Tweaks to amd64 emitter by xclerc · Pull Request #1490 · ocaml/ocaml

xclerc · 2017-11-23T13:57:58Z

This PR suggests the following changes to amd64/emit.mlp in order to
emit shorter instructions when possible:

when moving a known constant to a register;
when and-ing a register with a known constant;
when xor-ing a register with itself.

These changes are based on the fact that when using a 32-bit register,
the lower part is used to performed the actual computation while the
higher part is cleared.

This PR also disables inc/dec instructions, as suggested by the Intel
manual because, contrary to add/sub instructions, they do not set all
flags, which can in turn add data dependencies.

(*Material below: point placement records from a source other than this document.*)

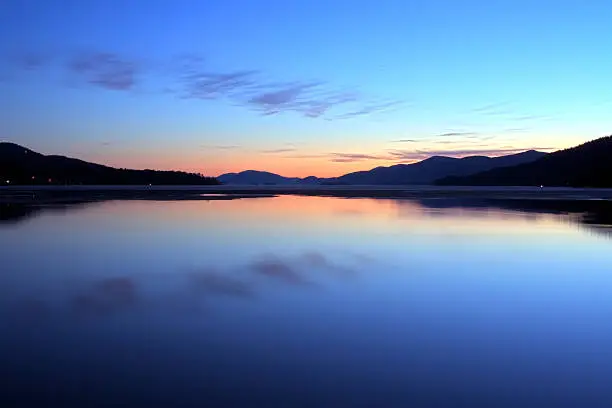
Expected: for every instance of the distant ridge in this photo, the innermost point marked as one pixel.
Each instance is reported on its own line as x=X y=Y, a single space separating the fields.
x=423 y=172
x=20 y=165
x=586 y=165
x=435 y=167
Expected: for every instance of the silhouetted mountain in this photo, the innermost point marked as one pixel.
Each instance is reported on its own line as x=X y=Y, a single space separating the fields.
x=429 y=170
x=19 y=165
x=587 y=165
x=253 y=177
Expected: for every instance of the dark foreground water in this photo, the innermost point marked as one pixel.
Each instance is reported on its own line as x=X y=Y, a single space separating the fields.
x=306 y=302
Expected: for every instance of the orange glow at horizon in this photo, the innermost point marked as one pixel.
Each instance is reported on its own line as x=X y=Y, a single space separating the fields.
x=319 y=163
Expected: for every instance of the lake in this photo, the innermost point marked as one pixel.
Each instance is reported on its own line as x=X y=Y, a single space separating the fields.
x=296 y=301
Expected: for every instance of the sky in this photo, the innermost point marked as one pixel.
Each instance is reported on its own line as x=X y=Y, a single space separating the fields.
x=301 y=87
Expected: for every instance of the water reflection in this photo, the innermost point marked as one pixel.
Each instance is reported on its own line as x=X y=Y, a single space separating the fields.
x=288 y=302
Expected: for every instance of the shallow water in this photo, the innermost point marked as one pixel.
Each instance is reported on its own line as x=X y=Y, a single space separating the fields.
x=306 y=302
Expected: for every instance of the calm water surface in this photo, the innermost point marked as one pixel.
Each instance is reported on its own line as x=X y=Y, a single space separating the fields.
x=305 y=302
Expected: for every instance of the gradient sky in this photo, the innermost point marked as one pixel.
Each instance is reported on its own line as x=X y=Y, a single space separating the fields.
x=301 y=87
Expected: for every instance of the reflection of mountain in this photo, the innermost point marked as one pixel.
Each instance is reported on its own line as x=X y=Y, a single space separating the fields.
x=594 y=214
x=15 y=213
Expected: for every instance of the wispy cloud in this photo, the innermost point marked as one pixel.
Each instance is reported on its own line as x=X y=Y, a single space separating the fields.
x=369 y=109
x=353 y=157
x=194 y=77
x=491 y=107
x=106 y=70
x=207 y=85
x=220 y=147
x=457 y=134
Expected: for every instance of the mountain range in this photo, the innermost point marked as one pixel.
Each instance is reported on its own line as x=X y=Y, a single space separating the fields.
x=586 y=165
x=19 y=165
x=423 y=172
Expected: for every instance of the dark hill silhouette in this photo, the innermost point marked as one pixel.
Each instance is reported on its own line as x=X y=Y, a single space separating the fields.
x=20 y=165
x=586 y=165
x=435 y=167
x=423 y=172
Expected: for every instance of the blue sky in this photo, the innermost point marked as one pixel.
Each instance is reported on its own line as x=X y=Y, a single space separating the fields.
x=301 y=87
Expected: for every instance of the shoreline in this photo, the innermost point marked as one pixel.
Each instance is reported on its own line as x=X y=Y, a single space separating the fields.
x=67 y=194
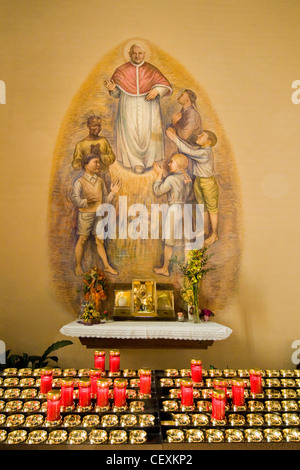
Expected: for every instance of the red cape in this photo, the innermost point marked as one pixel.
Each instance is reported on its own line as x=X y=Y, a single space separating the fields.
x=125 y=77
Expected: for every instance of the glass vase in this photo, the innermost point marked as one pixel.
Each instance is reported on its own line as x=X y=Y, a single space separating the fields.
x=196 y=307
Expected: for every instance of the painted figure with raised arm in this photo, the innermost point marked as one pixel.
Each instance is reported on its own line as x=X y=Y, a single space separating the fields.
x=89 y=192
x=206 y=188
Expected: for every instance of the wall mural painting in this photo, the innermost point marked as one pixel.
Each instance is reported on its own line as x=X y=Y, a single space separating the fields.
x=141 y=135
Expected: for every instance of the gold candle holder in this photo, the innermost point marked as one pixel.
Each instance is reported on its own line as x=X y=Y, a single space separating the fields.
x=34 y=420
x=253 y=435
x=3 y=435
x=78 y=436
x=181 y=419
x=199 y=419
x=117 y=437
x=90 y=421
x=37 y=437
x=137 y=436
x=273 y=435
x=194 y=435
x=128 y=420
x=234 y=435
x=71 y=420
x=16 y=437
x=98 y=436
x=58 y=436
x=15 y=420
x=291 y=435
x=214 y=435
x=175 y=435
x=146 y=420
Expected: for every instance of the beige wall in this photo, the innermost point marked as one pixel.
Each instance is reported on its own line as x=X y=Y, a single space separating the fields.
x=246 y=56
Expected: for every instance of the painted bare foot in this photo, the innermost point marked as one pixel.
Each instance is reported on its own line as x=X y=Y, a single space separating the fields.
x=78 y=271
x=111 y=270
x=210 y=240
x=161 y=271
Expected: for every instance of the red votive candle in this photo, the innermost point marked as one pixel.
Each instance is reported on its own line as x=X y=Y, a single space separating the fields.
x=102 y=394
x=84 y=393
x=46 y=380
x=221 y=384
x=53 y=406
x=255 y=381
x=238 y=392
x=187 y=397
x=145 y=383
x=99 y=360
x=95 y=374
x=218 y=405
x=114 y=361
x=67 y=393
x=196 y=370
x=120 y=393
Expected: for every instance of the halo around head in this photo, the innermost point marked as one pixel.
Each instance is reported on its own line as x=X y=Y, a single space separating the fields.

(The PR is split into multiple commit to easily apply only a subset.)

alainfrisch · 2017-11-23T14:15:38Z

Does this come from aesthetic considerations, or did you observe noticeable reductions in code size? If so, please share your findings!

xclerc · 2017-11-23T14:34:46Z

These changes are part of a larger patch we successfully
tested against the critical path of one of our applications.
However we did not test of these changes individually;
I will add a variant on [1] to ensure there is no regression.

[1] https://github.com/OCamlPro/ocamlbench-repo

xclerc · 2017-11-24T09:07:30Z

It just occurred to me that the following rewrites should probably
be enabled iff fast_code is false:

mov ~> mov+cdqe;
mov ~> mov+sal.

(We could also ban inc/dec instructions iff fast_code is true.)

xavierleroy · 2017-11-24T09:44:15Z

These changes are part of a larger patch we successfully tested against the critical path of one of our applications.

Good to know, but that wasn't @alainfrisch's question. Does all this reduce the code size significantly? By how much?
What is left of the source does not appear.